By Kim Smiley
For about two months after surgery to remove a large malignant tumor Donald Church complained of severe pain. Initially, he was told that it was normal pain associated with recovery from a major surgery, but an x-ray was ordered after his physician felt a lump in his abdomen. The x-ray revealed that a malleable retractor similar in size to a ruler had been left inside his body after surgery. A second surgery was done to remove the tool. Mr. Church is not expected to suffer long-term health consequences and received a $97,000 settlement.

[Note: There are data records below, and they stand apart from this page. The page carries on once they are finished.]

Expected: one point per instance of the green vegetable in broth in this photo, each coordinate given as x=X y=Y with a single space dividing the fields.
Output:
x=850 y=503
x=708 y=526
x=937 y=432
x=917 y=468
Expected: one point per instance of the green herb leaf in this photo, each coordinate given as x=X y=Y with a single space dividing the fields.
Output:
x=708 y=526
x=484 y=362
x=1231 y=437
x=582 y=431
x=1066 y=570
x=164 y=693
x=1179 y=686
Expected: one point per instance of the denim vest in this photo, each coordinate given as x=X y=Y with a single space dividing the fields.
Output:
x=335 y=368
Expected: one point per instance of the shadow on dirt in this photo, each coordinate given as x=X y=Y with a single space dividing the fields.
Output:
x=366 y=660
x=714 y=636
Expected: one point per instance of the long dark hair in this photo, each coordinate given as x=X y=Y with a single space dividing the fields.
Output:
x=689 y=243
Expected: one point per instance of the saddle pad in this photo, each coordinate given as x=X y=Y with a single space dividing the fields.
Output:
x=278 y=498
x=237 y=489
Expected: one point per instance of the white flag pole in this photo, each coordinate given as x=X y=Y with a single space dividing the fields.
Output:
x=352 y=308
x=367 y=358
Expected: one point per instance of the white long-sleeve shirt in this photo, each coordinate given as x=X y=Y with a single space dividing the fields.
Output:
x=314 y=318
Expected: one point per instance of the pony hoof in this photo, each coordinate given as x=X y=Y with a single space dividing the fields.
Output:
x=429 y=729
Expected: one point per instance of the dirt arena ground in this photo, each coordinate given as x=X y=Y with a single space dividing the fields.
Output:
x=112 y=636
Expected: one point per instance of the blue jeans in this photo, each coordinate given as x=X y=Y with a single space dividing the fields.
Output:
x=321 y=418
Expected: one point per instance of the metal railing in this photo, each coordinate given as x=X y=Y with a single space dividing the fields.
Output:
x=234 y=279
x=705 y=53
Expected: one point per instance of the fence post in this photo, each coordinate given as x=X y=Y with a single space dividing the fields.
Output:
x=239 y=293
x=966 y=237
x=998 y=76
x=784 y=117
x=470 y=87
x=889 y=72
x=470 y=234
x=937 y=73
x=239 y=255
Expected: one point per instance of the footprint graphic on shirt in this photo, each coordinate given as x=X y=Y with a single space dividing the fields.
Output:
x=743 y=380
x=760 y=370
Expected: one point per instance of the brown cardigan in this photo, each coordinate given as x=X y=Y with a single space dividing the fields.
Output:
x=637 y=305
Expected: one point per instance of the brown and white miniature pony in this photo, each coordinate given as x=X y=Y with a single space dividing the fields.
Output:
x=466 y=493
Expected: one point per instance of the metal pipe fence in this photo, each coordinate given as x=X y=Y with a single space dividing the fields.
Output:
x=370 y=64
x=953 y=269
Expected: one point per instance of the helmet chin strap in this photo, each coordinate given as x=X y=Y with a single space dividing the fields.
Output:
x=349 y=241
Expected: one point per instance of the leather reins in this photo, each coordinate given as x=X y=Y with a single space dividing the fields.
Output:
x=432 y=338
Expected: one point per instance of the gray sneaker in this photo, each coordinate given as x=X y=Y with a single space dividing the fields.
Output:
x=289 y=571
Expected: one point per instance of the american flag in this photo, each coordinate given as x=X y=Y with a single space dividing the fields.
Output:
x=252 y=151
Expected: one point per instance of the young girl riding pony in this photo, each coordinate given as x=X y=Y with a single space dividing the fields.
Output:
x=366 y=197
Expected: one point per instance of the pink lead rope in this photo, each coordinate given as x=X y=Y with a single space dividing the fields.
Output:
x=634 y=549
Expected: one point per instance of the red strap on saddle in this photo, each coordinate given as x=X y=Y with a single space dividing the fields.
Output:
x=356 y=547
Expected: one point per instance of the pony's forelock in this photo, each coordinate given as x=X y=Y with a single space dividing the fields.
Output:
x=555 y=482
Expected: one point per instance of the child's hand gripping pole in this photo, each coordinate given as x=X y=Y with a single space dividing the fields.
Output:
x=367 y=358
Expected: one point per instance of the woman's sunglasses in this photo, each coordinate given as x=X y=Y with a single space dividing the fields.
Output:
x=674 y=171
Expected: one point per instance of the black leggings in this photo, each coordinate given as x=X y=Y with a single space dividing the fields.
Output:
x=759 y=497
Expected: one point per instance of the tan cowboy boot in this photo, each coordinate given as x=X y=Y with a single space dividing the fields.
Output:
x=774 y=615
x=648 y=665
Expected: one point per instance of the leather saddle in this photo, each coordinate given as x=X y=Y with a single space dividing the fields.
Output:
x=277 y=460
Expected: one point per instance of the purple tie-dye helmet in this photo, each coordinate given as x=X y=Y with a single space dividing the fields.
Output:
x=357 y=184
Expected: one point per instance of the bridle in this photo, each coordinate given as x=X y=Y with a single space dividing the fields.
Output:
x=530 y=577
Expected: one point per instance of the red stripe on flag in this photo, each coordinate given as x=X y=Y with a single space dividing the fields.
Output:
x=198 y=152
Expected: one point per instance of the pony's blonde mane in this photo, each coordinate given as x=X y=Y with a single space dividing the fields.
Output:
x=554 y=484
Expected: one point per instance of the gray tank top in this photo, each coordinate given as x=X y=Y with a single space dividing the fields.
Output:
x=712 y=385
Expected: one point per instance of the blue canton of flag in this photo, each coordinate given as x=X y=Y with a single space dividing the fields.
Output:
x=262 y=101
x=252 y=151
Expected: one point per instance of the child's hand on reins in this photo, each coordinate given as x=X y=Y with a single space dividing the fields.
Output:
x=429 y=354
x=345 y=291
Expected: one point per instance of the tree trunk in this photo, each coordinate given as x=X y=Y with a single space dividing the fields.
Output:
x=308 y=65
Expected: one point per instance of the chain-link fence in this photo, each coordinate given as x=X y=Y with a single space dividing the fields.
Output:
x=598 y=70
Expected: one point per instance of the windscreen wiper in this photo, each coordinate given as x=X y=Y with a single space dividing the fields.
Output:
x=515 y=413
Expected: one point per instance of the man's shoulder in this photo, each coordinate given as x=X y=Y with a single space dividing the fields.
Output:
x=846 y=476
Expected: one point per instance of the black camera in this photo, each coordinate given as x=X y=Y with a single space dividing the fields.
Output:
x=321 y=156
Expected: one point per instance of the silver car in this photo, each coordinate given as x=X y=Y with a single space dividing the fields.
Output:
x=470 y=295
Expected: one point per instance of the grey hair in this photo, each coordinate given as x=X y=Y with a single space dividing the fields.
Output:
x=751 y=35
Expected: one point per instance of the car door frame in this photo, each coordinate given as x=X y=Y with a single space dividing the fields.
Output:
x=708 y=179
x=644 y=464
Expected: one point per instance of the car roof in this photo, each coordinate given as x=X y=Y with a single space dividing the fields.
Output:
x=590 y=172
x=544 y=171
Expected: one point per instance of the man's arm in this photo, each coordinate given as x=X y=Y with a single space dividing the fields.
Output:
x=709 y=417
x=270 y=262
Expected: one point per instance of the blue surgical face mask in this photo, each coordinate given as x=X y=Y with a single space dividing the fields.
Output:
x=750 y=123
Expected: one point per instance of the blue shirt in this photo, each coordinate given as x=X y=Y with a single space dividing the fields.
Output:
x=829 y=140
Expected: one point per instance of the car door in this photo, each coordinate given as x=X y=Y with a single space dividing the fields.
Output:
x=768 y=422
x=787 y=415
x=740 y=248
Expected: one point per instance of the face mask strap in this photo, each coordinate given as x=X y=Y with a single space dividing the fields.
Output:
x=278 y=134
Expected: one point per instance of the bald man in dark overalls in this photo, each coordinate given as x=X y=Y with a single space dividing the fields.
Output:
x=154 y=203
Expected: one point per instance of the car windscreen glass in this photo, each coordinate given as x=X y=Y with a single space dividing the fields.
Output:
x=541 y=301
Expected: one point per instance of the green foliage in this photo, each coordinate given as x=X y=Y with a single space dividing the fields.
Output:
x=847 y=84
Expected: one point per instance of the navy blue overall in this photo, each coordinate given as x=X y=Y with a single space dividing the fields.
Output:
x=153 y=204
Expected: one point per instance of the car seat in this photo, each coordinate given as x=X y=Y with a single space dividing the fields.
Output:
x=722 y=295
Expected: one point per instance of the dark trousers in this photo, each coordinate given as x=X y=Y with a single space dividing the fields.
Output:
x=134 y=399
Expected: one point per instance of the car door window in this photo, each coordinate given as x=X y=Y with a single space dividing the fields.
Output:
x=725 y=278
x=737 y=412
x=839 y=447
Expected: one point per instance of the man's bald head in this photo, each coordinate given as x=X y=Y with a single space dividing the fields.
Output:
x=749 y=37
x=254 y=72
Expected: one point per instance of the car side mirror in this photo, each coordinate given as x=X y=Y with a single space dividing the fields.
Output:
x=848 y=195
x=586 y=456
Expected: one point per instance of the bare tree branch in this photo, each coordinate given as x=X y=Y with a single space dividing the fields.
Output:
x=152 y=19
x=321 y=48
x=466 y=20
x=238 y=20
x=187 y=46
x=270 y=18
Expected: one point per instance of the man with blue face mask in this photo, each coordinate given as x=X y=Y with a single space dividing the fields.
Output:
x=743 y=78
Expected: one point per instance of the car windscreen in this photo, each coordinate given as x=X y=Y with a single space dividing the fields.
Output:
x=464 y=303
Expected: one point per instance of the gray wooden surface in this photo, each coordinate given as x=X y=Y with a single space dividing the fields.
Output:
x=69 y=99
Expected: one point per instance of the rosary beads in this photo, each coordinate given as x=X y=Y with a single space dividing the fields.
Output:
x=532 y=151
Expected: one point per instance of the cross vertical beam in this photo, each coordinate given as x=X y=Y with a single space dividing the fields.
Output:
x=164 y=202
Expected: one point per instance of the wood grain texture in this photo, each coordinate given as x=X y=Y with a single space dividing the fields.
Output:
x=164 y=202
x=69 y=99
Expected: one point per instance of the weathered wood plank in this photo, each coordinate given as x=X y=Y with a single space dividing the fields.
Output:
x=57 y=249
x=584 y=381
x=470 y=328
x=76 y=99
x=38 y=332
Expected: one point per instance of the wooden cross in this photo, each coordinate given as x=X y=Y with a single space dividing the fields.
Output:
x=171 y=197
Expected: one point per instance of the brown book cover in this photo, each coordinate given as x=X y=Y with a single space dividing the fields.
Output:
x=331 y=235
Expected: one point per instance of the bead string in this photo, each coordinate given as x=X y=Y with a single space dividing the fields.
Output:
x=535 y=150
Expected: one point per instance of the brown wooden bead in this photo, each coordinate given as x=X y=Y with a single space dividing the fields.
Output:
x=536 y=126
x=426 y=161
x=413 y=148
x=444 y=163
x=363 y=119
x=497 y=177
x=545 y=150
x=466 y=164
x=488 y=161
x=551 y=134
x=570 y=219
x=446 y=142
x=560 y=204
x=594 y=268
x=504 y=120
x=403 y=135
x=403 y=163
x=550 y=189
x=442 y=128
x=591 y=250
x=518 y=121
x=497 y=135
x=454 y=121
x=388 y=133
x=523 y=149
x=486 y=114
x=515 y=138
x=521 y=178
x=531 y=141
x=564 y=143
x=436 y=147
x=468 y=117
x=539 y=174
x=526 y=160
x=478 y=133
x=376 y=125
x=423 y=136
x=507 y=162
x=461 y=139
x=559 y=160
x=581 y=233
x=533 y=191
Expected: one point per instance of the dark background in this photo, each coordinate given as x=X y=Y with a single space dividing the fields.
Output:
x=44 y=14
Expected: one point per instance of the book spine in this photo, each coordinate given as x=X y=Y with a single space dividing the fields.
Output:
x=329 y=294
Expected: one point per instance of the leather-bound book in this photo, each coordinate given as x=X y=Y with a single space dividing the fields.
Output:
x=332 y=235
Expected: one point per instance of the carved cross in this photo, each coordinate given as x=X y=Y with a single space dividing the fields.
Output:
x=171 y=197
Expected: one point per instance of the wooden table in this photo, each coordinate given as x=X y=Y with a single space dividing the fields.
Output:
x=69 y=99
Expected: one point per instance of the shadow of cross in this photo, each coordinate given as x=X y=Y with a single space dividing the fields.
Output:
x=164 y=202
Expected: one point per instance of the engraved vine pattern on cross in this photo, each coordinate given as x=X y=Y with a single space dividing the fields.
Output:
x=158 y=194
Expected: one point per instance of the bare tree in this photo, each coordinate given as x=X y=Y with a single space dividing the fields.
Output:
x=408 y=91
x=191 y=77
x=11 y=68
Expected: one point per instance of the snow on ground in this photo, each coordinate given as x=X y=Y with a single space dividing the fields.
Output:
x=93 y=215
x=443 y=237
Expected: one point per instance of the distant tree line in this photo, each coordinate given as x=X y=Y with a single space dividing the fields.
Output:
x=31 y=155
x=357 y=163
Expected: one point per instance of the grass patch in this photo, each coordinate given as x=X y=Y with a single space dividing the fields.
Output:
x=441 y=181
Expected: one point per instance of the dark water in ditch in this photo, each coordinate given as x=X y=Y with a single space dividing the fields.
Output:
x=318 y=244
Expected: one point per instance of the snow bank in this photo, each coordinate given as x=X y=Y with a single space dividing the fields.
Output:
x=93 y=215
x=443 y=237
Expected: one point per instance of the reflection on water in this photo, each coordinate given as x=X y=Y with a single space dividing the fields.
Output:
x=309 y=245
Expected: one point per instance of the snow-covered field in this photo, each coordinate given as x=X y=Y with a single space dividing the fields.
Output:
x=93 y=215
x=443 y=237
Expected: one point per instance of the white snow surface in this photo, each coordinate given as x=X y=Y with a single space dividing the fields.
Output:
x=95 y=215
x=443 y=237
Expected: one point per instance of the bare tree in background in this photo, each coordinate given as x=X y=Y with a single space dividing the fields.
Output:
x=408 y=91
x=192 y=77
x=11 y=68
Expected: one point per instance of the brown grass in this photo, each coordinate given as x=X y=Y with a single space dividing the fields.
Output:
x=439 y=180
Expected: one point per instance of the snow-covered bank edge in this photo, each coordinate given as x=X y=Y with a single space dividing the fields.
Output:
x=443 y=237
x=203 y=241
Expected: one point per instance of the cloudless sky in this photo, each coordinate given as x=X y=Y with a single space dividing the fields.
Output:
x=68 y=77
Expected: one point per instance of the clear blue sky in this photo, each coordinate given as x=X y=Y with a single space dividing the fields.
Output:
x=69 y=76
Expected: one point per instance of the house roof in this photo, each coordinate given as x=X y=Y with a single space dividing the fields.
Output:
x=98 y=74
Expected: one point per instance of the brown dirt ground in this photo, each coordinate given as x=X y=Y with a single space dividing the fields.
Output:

A Cause Map, a visual format for performing a root cause analysis, can be built to help understand how this issue happened. Once all the causes that contributed to an issue are found, potential solutions can be found and the most promising can be implemented to help reduce the risk of a similar issue reccurring.
So how did this happen? How does a large surgical tool get left inside a patient? This occurred because the patient needed surgery to remove a tumor, the malleable retractor was used during the surgery and the surgeons were unaware that the tool remained inside the patient. (These causes are vertical on the Cause Map with “and” between them because all 3 were necessary for the issue to happen.) A malleable retractor was used while the wound was being closed to help protect the organs under the wound from possible puncture from the suturing needle.
The surgeon was unaware that the tool was inside the patient because he couldn’t see it and there wasn’t an adequate system in place to manage surgical tools. Malleable retractors are normally held partly out of the wound, but it had slipped entirely inside the wound during the surgery. Once the tool was out of sight, it was forgotten. While many hospitals have requirements to formally count surgical tools as they enter and leave the operating room to ensure that all are accounted for, there wasn’t a policy in place in the facility that performed the surgery at the time. With no formal system to track tools, there weren’t any easy indications to the operating team that there was a problem.
While this is a particularly egregious example, there are an estimated 4,000 cases of retained surgical items each year in the United States. Better solutions need to be found to reduce the risk of this preventable and potentially deadly problem from happening. A simple solution to reduce the risk for retained surgical items is to institute a formal procedure for counting surgical supplies and tools before and after surgery. Simple manual counts are a first step, but errors still occur, especially in the often hectic and stressful environment in an operating room. Some hospitals use a visual inventory system where tools are brought in a special storage bag with an individual compartment for each item. As items are done being used they are put back into their specific spot. If all compartments are full, everything is accounted for so it’s easy to tell if something is missing.
Another solution that is gaining in popularity is use of an electronic tracking system. The most common use of electronic systems is to track sponges, which are by far the most common object left inside patients. Each sponge has an electronic tag and the patient is scanned after surgery to verify that none were left behind. Sponge tracking systems add about $8 to $12 to the cost of each surgery and have dramatically reduced the number of retained sponges when used.